O criminoso é jogado numa cadeia superlotada, tem que comer numa marmita de alumínio e a culpa é do juiz ou do Poder Judiciário (muitos na rua não tem sequer esta marmita para comer e não cometem qualquer delito). O filho do criminoso que nasceu durante o processo também está imunizado, já nasceu vítima e tem o direito de se tornar um criminoso, pois a culpa é do Poder Judiciário que não libertou o seu pai para ver o nascimento ou que vai deixá-lo preso enquanto o seu filho cresce.

Neste caminhar, o Poder Judiciário deverá ser extinto, já que é a causa das doenças do Brasil.

Na verdade, o que deveria ser evidenciado é a responsabilidade do Poder Executivo e Legislativo por estes problemas, já que são estes poderes que podem ampliar, construir novas cadeias e penitenciárias, financiar a modernização e informatizar o Judiciário — até hoje o que se utiliza é um “486” nos Fóruns.

Executivo e Legislativo podem aumentar o número de magistrados, promotores e funcionários do Poder Judiciário e, assim, acelerar o andamento dos processos.
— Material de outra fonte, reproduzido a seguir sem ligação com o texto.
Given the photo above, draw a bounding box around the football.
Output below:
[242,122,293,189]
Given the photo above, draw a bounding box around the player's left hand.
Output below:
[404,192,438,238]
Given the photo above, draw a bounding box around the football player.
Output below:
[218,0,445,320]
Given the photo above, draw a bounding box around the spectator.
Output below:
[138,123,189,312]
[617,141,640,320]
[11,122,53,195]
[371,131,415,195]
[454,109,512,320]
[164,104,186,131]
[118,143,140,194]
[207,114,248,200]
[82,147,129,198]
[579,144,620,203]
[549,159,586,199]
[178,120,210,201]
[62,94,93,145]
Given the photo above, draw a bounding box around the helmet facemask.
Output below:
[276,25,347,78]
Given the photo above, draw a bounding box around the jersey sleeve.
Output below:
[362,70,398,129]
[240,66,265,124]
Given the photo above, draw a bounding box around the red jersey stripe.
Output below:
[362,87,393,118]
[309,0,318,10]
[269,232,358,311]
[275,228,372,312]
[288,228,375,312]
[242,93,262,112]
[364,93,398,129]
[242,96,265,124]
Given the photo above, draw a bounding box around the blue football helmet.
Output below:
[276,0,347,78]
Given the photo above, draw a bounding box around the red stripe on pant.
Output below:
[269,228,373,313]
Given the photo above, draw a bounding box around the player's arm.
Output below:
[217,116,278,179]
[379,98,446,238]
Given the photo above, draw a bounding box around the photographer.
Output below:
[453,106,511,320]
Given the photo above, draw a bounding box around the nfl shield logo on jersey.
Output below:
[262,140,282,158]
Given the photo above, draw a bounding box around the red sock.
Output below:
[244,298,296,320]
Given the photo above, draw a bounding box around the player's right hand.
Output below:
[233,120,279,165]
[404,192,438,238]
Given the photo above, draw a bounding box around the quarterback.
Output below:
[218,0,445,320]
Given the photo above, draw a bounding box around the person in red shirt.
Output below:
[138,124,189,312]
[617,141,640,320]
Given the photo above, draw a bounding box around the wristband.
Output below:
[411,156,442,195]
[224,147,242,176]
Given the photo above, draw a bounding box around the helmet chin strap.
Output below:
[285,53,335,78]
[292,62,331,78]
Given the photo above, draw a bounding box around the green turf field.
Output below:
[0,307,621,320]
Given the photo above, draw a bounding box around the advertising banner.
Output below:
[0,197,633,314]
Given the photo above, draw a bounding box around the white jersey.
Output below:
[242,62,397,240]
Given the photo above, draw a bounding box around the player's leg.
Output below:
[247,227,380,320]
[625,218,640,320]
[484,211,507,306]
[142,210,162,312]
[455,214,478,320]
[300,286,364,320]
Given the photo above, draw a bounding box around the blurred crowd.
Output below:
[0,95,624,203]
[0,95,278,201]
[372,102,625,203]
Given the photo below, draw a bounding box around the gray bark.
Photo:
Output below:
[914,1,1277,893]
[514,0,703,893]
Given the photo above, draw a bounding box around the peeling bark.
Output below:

São cerca de 13 milhões só no estado de São Paulo, para serem apreciados por apenas 1.500 magistrados.

Mas, a questão não é tão simples. A solução não está centrada na melhora das condições de trabalho no Judiciário, isto é uma ponta do iceberg, ou melhor, é onde podemos sentir os problemas da sociedade brasileira.

O poder para modificar é do Executivo e do Legislativo, que deveriam utilizar este poder dado pelo povo para dar educação, não só alfabetização, mas educação moral, com exemplos, e não com acusações semanais de novas redes de corrupção dentro destes poderes, e, por fim, deixar o Judiciário aplicar as leis já existentes e não tumultuar a legislação fazendo leis mais brandas para desafogar as penitenciárias.

Portanto, o filme Justiça é mais um dedo que condena o Poder Judiciário e reforça a mentira que os governantes e legisladores querem que o povo acredite, que o juiz é o culpado!